Toutefois on est samedi, la fin de journée arrive et au réveil d'une longue sieste, je me suis enfin décidé à revoir Hailey. J'ai fait roulé Bob quinze minutes et voilà le résultat, je suis devant chez elle, mon cul incrusté dans la banquette et clairement angoissé.

Suite à la crise de Fallon, impossible pour moi de quitter la soirée. Ma bande de potes, c'est ma famille, et ils avaient besoin que je reste. J'aurais pu et dû rattraper le coup vite mais, entre ma panne de réveil lundi et cette semaine plus que fatigante, je n'ai pas eu la moindre occasion. Sans oublier la révélation de ma nuit avec Bethany. Je ne me sentais pas de revenir vers elle avec un texto idiot.

J'ai fait traîner les choses et désormais je regrette un peu. Je suis comme un abruti dans ma voiture, à stresser de retrouver une nana. Une nana que j'ai déjà baisée, en plus ! Heureusement que Tyler ne le sait pas, il se foutrait de ma gueule.

Pour éviter une rencontre gênante au cas où sa mère est présente, je reste assis dans la Rolls et tape un message.

Tu es à la maison ? Je suis garé devant.

Je regarde la façade à travers ma vitre. Aucun mouvement près des fenêtres, les rideaux sont fermés et immobiles. Je me suis pointé comme une fleur, sur une impulsion. J'espère ne pas avoir fait la route inutilement.

Une minute plus tard, le portable vibre entre mes doigts. Sa réponse est arrivée vite. C'est bon signe, non ?

Pourquoi ?

Je fronce les sourcils. Comment ça, « pourquoi » ?

Tu n'as pas envie de me voir ?

Sept jours, c'est long. Peut-être que Hailey m'a trouvé un remplaçant — je suis persuadé d'être le titulaire maintenant — mais je compte bien revenir dans la partie, ne plus déserter le terrain et garder le titre de meilleur joueur.

Tu dates.

D'accord, ça ne sent pas les retrouvailles euphoriques. Elle ne me répond pas vraiment et les deux mots sonnent comme un reproche. Qui est mérité, j'en suis conscient.

Justement. Je ne te manque pas ?

Je tente de l'amadouer.

Tes répliques sont hyper clichés.

Une autre esquive et un autre tacle : mes belles paroles sont vaines. Le contraire m'aurait étonné, tiens !

Je suis plus doué en vrai. Sors.

Ma patiente aux oubliettes, je finis par lui donner un ordre. Essayer de me rattraper oui, mais tourner en rond dix ans non.

Par je ne sais quel miracle, le ton autoritaire fonctionne. Ou presque.

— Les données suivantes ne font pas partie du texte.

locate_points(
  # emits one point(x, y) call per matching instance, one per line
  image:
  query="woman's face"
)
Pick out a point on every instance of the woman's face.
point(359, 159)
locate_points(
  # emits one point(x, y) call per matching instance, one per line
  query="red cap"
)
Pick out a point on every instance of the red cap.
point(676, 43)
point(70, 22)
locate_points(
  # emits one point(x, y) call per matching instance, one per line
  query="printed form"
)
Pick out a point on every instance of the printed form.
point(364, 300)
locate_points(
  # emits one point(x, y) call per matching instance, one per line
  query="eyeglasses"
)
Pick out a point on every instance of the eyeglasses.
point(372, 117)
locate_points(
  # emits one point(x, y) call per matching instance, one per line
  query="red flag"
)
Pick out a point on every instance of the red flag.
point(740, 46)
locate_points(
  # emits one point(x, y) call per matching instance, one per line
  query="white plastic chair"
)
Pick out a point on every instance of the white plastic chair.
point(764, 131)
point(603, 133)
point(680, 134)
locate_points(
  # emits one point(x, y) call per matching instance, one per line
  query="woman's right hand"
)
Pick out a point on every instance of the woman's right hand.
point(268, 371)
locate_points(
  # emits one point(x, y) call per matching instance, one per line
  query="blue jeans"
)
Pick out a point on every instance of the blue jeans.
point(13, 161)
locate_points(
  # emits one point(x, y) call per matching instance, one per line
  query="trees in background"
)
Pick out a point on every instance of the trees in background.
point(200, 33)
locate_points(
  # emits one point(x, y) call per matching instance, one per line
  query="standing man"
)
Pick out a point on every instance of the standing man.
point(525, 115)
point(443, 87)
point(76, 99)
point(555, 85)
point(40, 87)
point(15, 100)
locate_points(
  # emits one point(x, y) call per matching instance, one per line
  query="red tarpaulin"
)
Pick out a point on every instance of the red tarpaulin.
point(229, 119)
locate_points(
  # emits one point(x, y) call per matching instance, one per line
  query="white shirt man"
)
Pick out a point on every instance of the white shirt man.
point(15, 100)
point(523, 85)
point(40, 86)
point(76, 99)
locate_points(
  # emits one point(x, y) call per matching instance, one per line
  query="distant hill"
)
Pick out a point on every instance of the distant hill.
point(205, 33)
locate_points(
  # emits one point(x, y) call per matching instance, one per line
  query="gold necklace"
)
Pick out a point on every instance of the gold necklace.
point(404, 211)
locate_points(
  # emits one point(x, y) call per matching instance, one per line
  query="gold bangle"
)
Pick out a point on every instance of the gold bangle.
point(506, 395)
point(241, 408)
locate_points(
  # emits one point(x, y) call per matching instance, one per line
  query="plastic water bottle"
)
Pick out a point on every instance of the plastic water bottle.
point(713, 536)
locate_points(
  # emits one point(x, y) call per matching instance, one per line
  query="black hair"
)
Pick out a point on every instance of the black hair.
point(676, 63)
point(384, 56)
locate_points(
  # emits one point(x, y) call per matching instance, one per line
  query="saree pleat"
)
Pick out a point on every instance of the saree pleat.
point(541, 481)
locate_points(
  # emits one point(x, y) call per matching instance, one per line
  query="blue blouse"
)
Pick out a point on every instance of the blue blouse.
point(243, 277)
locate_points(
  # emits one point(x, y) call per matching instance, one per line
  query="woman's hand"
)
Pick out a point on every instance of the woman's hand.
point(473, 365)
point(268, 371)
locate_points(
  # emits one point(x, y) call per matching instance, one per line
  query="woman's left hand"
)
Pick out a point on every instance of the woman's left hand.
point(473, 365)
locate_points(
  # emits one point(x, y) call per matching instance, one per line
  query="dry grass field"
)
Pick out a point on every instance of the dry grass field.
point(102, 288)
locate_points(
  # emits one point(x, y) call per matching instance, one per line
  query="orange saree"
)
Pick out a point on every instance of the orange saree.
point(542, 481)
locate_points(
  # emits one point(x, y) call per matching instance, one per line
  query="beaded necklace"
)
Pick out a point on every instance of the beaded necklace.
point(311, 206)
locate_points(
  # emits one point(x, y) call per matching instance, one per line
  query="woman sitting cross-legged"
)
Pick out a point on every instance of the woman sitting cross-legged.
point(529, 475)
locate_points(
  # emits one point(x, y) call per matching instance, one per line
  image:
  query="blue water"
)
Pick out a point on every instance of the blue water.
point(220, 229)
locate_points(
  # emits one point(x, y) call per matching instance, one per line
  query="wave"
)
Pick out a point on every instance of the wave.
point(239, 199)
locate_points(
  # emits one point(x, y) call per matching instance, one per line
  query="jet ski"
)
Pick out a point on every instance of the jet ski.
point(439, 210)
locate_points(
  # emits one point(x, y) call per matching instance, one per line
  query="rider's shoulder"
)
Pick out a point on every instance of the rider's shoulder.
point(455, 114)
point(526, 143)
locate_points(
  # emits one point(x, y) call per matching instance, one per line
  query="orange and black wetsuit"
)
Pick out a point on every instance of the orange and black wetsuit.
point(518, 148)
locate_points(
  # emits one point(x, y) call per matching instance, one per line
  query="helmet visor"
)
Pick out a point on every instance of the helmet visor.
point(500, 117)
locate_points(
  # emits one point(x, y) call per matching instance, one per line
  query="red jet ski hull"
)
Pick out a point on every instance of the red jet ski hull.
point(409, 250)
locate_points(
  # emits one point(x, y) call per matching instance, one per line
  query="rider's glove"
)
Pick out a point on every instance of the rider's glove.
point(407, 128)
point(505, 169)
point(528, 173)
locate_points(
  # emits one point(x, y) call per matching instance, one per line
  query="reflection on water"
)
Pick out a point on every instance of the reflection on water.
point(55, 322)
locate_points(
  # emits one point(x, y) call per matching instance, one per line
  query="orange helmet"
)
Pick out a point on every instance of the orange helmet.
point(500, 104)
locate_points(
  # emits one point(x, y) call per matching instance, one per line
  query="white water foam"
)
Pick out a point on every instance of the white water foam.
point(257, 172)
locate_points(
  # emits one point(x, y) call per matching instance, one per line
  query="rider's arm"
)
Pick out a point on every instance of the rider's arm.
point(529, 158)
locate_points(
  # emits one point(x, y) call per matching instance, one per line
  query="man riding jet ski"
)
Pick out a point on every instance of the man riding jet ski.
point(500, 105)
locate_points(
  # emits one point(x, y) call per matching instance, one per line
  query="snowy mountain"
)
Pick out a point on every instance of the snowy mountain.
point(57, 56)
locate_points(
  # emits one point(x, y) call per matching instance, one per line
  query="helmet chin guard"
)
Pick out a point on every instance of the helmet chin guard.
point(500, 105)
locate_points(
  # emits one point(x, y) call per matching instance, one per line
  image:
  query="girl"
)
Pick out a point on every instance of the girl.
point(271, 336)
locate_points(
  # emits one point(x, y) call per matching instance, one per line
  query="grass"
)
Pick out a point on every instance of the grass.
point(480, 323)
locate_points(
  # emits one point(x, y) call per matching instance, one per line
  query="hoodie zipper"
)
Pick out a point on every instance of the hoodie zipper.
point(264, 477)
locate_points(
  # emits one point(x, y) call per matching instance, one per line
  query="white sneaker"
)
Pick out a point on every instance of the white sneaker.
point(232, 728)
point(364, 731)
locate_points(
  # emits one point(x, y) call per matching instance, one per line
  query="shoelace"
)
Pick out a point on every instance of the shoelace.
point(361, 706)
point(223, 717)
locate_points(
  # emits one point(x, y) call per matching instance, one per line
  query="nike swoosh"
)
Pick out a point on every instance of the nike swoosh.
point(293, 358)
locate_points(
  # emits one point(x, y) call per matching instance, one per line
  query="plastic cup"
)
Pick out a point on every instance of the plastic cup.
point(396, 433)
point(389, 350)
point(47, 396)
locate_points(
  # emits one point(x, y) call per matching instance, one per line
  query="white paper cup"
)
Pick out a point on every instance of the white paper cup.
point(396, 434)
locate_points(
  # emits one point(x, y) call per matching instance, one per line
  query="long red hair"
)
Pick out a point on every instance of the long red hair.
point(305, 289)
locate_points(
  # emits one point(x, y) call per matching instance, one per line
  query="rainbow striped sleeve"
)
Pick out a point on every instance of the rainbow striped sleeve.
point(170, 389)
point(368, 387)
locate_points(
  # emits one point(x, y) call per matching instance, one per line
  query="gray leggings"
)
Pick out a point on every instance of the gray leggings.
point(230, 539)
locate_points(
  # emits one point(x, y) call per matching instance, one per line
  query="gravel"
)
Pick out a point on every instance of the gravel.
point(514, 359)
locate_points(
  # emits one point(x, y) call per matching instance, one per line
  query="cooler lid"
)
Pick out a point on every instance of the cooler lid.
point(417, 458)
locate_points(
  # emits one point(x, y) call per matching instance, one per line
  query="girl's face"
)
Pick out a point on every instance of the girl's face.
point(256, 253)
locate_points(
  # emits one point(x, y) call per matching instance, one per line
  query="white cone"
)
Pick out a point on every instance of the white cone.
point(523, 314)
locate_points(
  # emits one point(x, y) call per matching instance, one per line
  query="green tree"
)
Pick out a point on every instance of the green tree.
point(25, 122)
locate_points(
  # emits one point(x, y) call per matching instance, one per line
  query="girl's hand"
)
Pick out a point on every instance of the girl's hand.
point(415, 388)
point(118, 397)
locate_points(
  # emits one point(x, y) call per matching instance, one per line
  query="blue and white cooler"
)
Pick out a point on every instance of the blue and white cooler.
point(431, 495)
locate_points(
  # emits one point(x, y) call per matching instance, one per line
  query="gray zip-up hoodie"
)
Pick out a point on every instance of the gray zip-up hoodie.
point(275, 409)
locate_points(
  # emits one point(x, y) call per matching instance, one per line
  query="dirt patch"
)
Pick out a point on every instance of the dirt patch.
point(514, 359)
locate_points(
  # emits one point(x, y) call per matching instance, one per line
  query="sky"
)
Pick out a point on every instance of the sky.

Je ne suis pas chez moi. J'étais dans le quartier français et je rentre à pied, je ne vais pas tarder.

Elle apprécie ce quartier ? Avec ses boutiques de créateurs parisiens, ses cafés par dizaines et ses galeries d'art ? Je pensais que Raph était la seule. Mais ok, puisque je suis ici et que je lui dois bien ça, j'attends la fin de sa balade.

Pas de souci, je serai encore là.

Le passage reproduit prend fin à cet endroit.